Before relator began work on Friday, November 4, 2005, he and his employer once again discussed their dispute, which led to relator’s separation from his employment. Relator testified that he told his employer that if the employer did not start making payments toward the equipment, relator would have to take it and sell it to another party. The employer testified that he told relator that he wanted the building key back and that “I told him at that time to take any personal equipment . . . any personal items he wanted but no equipment that we purchased from him.” Relator believed that he had been fired because he had been told to return the keys and that he could take only his personal belongings. After checking with the police, relator turned in his keys and the company credit card to the employer and left. The parties had further conversation that afternoon, and the owner called relator on Sunday at home and asked him to return his uniform and told him he would have his last check ready.
After the hearing, the ULJ ruled that relator had quit employment, that the dispute regarding the equipment was not directly related to relator’s employment and did not provide good cause for him to quit, and that he was disqualified from receiving unemployment benefits. Relator sought reconsideration, and the ULJ affirmed her earlier decision. This certiorari appeal followed.
D E C I S I O N
Under the current statutory scheme, the evidentiary hearing is held before the unemployment law judge (ULJ), who makes findings of fact and a decision. Minn. Stat. § 268.105, subd. 1(a), (c) (Supp. 2005). An applicant may file a request for reconsideration, which the ULJ decides. Minn. Stat. § 268.105, subd. 2(a) (Supp. 2005). Consequently, this court reviews the ULJ’s findings.
This court may reverse
or modify the ULJ’s decision if the substantial rights of the employee may have
been prejudiced because the findings, inferences, conclusion, or decision are
affected by error of law or unsupported by substantial evidence. Minn. Stat. § 268.105, subd. 7(d) (Supp.

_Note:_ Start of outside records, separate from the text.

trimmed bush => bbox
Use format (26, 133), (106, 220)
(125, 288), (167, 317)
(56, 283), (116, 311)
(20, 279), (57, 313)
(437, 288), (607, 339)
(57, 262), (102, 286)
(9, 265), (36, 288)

2005). “Whether an employee has been
discharged or voluntarily quit is a question of fact.” Midland
Elec., Inc. v. Johnson, 372 N.W. 2d 810, 812 (
“A quit from employment occurs when the decision to end the employment was, at the time the employment ended, the employee’s.” Minn. Stat. § 268.095, subd. 2(a) (2004). In contrast, “[a] discharge from employment occurs when any words or actions by an employer would lead a reasonable employee to believe that the employer will no longer allow the employee to work for the employer in any capacity.” Minn. Stat. § 268.095, subd. 5(a) (2004) (emphasis added).
While the ULJ concluded that the record showed that the
employer, by asking for the keys, merely wanted to ensure that relator did not
remove the equipment without authorization, and that at no time during these
events did the owner convey to relator that he could not continue his
employment, we cannot agree. A reasonable
employee, when told to turn in his keys and advised he could remove personal
items but not equipment the employer believed he owned—as the employer
testified that he told relator—would believe he was being told he was
fired. The record does not support the
ULJ’s determination. Under the statutory
definition, relator was discharged.
Later discussions between the parties do not alter these facts. Because relator was discharged and there is
no claim of misconduct, he is qualified to receive unemployment benefits.
In light of our decision, it is unnecessary to reach other issues raised by relator.